Iryna parla inglese, a tratti si preoccupa di riuscire a spiegare bene fino in fondo le emozioni che ha provato e la situazione in cui si trovano lei e tutti i profughi che hanno dovuto in fretta e furia lasciare tutto e scappare verso una meta indefinita.

“Non sono mai stata brava a guidare l’auto – continua Iryna – ma quel giorno, dopo aver messo dentro uno zaino le prime cose che capitavano, ho preso i miei figli e siamo scappati da Kiev guidando per 15 lunghe ore senza sosta. Non si trovava carburante e quelle poche stazioni di rifornimento aperte avevano file chilometriche che però ci toccava fare, non avendo alternativa. La nostra destinazione era il confine con la Moldavia perchè, come degli amici mi avevano riferito, ai confini con la Polonia e con l’Ungheria c’erano file che arrivavano a due giorni di attesa. Per farla breve, alla fine siamo arrivati sani e salvi in Moldavia, dopo ‘solo’ 7 ore di fila al confine. Ero stremata, non ci vedevo quasi più, mi tremava il corpo e abbiamo dormito nel primo posto che ci è capitato. Il nostro viaggio è continuato poi lungo la Romania dove per fortuna abbiamo trovato delle persone buone che ci hanno ospitato ed aiutato in ogni modo. Non sapevo neanche dov’ero esattamente, non sapevo cosa fare, dove andare. Per fortuna degli amici, tramite chat, mi hanno offerto ospitalità chi in Polonia, chi negli Stati Uniti, chi in Italia. Ed è proprio quest’ultima destinazione che ho scelto, ed eccomi qua. Colgo l’occasione per ringraziare Filippo, la sua famiglia e i suoi amici che mi stanno ospitando ad aiutando davvero tanto. E tutte quelle altre persone che si sono prodigate per aiutarci, per trovarci anche da vestire dato che, essendo scappati in fretta e furia, non avevamo neanche di che cambiarci”.

Quando si parla di futuro, però, ad Iryna batte forte il cuore: “Non so cosa farò, il mio futuro non è affatto chiaro. So solo che adesso sono in un luogo sicuro per me e per i miei figli che, nel frattempo, hanno ripreso a studiare attraverso una piattaforma digitale che il Governo Ucraino ha messo a disposizione per tutti gli studenti. Sto studiando anch’io l’italiano, per il resto dovremo solo attendere”.

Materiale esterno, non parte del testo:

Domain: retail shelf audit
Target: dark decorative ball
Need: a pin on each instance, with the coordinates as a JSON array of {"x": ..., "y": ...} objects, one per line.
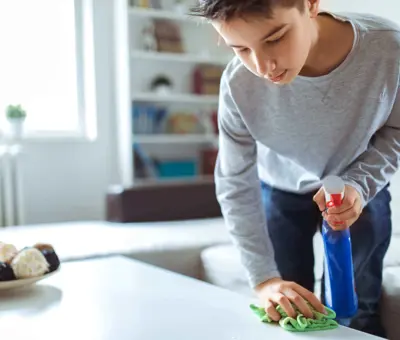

Quando le chiediamo cosa pensa della Russia e di Putin, Iryna non usa mezzi termini: “Putin è un pazzo, è malato, è uno psicopatico. E tante persone stanno soffrendo pene indicibili per colpa sua. E tanti giovani stanno morendo sotto le armi, giovani che fino ad un mese fa non avevano mai neanche preso un’arma in mano. Potrei paragonare Putin a Hitler. Come il dittatore nazista odiava gli ebrei, credo che Putin odi noi ucraini e vuole sterminarci”.

Parole forti quelle di Iryna, che non lasciano spazio all’interpretazione.

“Putin vuole il controllo assoluto, vuole la supremazia della Russia. E l’Ucraina sta combattendo per la sua libertà. Cosa mi auguro per il futuro? Proprio questo, la libertà per il mio paese, la possibilità di poter vivere liberamente in un paese democratico”.

Chissà se e quando il desiderio di Iryna si realizzerà, intanto ci auguriamo che le atrocità della guerra possano finire il prima possibile e che tutte le persone innocenti, come la nostra amica e i suoi figli, non debbano più soffrire per ragioni di soldi, di politica, di potere”.